Among of the new inventions on thermal recovery, Fast-SAGD was introduced as the next generation of SAGD with greater amounts of bitumen and lower injected steam. However, there are still many suspicions about the successful of this technology such as the incremental bitumen recovery of Fast-SAGD is from the SAGD production well or combined with the offset well? It is very difficult to conclude that Fast-SAGD is better than conventional SAGD when numerical simulation of two processes was conducted in different well pattern as well the amount of operated well.

This paper presented a comparative evaluation between conventional SAGD and Fast-SAGD in three typical formations (McMurray, Clearwater, and Bluesky) of Alberta's Oil Sand. Three reservoir models with over one hundred numerical simulations under various operation conditions were developed to achieve the most unprejudiced comparison between two recovery processes.

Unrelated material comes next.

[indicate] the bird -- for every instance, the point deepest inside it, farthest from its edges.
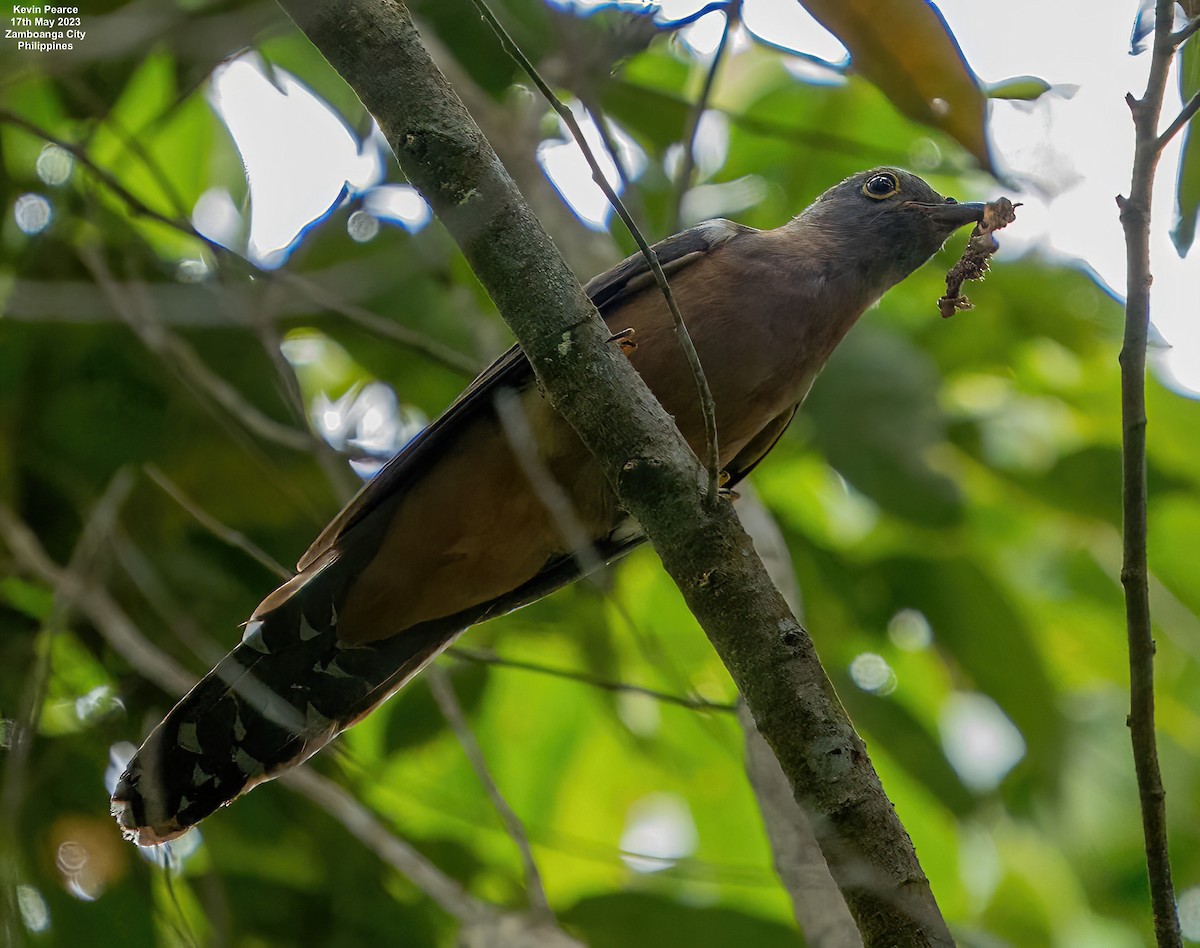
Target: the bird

The simulation results proved that significantly recoverable bitumen was originally produced from offset well in Fast-SAGD system and leads to higher recovery factor. But, there is only slight increase in cumulative oil recovery when two processes were performed in same pattern with similar number of production wells. The result also indicated that the difference of 10kPa between steam injection pressure and reservoir pressure in literature is not enough for both SAGD and Fast-SAGD operations. And then, this study presented a numerical investigation for evaluating the potential applicability of Fast-SAGD recovery process under complex reservoir conditions such as shale barriers, thief zones with bottom and/or top water layers, overlying gas cap and fracture systems in Clearwater formation.